とある愚兄賢妹の物語 作:夜草
幻想編 愚かな決断
道中
「詩歌っち、落ち着いたかい」
「ああ……鬼塚も、悪かったな。こんなことになっちまって」
「いや、詩歌っちのことが第一だからね。今回はそれが全部裏目に出ちゃったけど」
映画館を出てくるときにお姫様だっこからおんぶに切り替えたが、その段階でもうパニックは収まっていた。
「詩歌っち……いやなら何も言わなくても良いんだけど、あの時、何があったんだい」
横から美琴とインデックスが心配そうに覗いており、年長である鬼塚陽菜が代表して問う。
「わ、分からない。ただ、いきなり周りの光景に押し潰されるような感じがして、怖いという気持ちでいっぱいになって、息が苦しくなって……」
想像しただけでいたたまれない気持ちになる言葉。
「パニック・ディスオーダーの症状に似ているわね」
美琴がぼそっと呟く。
パニック・ディスオーダー。
不安を主体とする精神疾患。
強いストレスを感じた時に、今の詩歌のように見舞われる症状で、本能的な危険を察知する扁桃体が活動し過ぎて、必要もないのに警戒体勢に入り、呼吸や心拍数を増加。

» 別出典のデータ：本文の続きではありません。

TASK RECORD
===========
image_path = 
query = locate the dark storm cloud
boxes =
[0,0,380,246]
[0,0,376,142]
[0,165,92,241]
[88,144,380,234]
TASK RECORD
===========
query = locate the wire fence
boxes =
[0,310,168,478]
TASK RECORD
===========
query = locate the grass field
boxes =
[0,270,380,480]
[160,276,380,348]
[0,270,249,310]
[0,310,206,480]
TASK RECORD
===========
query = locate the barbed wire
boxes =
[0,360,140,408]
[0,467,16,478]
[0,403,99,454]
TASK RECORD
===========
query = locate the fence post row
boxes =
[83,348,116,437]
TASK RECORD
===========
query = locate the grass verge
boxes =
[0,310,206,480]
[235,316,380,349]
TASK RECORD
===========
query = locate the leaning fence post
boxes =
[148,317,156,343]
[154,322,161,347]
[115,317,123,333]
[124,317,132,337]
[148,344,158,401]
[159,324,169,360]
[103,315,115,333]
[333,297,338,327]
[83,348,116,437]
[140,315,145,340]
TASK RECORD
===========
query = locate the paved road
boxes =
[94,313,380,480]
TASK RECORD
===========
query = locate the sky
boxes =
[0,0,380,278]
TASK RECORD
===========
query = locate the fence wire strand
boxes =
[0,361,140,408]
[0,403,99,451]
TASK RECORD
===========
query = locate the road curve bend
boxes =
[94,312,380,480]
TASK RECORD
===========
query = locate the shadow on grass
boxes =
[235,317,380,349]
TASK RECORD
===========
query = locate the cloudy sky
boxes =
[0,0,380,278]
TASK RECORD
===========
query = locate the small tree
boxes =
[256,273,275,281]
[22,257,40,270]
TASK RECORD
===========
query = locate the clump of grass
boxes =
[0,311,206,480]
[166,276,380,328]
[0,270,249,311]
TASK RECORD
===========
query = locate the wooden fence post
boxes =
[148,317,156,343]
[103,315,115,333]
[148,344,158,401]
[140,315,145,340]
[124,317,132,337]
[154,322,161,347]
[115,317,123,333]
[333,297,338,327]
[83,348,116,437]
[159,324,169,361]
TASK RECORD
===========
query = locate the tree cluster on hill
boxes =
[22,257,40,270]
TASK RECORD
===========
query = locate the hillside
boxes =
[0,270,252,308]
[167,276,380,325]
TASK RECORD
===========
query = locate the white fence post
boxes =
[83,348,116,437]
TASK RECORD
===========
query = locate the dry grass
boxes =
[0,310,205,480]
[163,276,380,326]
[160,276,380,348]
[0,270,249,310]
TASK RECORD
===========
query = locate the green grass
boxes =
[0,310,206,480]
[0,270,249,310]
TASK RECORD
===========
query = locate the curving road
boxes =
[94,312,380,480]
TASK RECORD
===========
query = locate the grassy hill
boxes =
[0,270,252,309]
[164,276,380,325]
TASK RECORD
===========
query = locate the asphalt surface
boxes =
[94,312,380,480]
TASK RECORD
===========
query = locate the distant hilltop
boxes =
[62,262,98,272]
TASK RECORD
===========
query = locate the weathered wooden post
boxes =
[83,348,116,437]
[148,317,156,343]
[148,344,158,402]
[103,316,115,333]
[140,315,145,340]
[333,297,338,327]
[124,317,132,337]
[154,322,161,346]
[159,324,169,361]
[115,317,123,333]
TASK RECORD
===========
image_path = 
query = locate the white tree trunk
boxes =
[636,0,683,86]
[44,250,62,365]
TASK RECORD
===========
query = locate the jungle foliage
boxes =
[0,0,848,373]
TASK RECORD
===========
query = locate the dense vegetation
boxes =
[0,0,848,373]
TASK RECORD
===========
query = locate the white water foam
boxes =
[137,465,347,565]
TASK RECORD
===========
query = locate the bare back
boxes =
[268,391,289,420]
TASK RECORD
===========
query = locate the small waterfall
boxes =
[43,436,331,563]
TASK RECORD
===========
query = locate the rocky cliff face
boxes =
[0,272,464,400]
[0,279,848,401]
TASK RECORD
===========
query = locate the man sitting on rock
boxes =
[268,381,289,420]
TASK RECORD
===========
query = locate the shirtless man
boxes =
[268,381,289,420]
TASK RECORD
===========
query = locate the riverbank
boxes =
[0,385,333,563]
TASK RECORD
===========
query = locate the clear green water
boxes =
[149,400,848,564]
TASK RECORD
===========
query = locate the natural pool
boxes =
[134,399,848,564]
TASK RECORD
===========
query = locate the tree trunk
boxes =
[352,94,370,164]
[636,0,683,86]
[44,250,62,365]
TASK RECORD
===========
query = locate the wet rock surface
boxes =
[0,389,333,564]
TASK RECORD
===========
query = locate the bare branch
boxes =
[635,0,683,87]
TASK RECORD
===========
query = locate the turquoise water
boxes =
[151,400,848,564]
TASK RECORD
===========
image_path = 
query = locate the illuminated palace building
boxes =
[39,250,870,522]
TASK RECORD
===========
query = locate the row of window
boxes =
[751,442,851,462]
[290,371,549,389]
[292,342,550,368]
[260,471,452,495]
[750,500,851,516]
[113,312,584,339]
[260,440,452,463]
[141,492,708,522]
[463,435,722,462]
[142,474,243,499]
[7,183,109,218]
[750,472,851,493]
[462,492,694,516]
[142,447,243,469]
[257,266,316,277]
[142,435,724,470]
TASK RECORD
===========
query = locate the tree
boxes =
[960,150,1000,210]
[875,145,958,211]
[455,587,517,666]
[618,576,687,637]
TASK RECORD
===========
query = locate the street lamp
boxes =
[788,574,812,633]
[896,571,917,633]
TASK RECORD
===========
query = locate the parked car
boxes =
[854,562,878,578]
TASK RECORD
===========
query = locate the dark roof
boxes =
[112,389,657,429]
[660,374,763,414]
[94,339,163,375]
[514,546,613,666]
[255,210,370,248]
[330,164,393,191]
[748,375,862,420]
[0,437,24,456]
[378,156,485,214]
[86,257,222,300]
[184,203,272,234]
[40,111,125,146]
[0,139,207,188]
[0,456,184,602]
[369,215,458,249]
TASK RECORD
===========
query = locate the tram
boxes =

現におんぶして密着している背中からドッドッドッドッドッとものすごく速い心拍を感じてる。
だとするなら、その原因は一体何だ。
変化が起こった時に、あのシーンであったもの……
修羅場に陥った男性役者が詰め寄る女性陣をどうにか宥めようとして―――刺された。
ナイフに刺された男性……?
(そうか! あの時の事か!)
詩歌はただ純粋に自分の料理に感動していたのではない。
料理の時も、彼女は当麻の腕前よりも、“自分が持っていた包丁”を気にしていたのだ。
馬鹿野郎、と自分で自分を罵る。
気づく瞬間はいくらでもあっただろうに、ただ今の“素”でいる詩歌と視線を通わせるのが怖くて、まともに見る事ができなかった。
幼児化しているという事は、まだ人格が完成されていない事で、プロテクトも不完全で、あの一件は上条詩歌の不幸に対する原動力であり、心に深く根付くトラウマだ。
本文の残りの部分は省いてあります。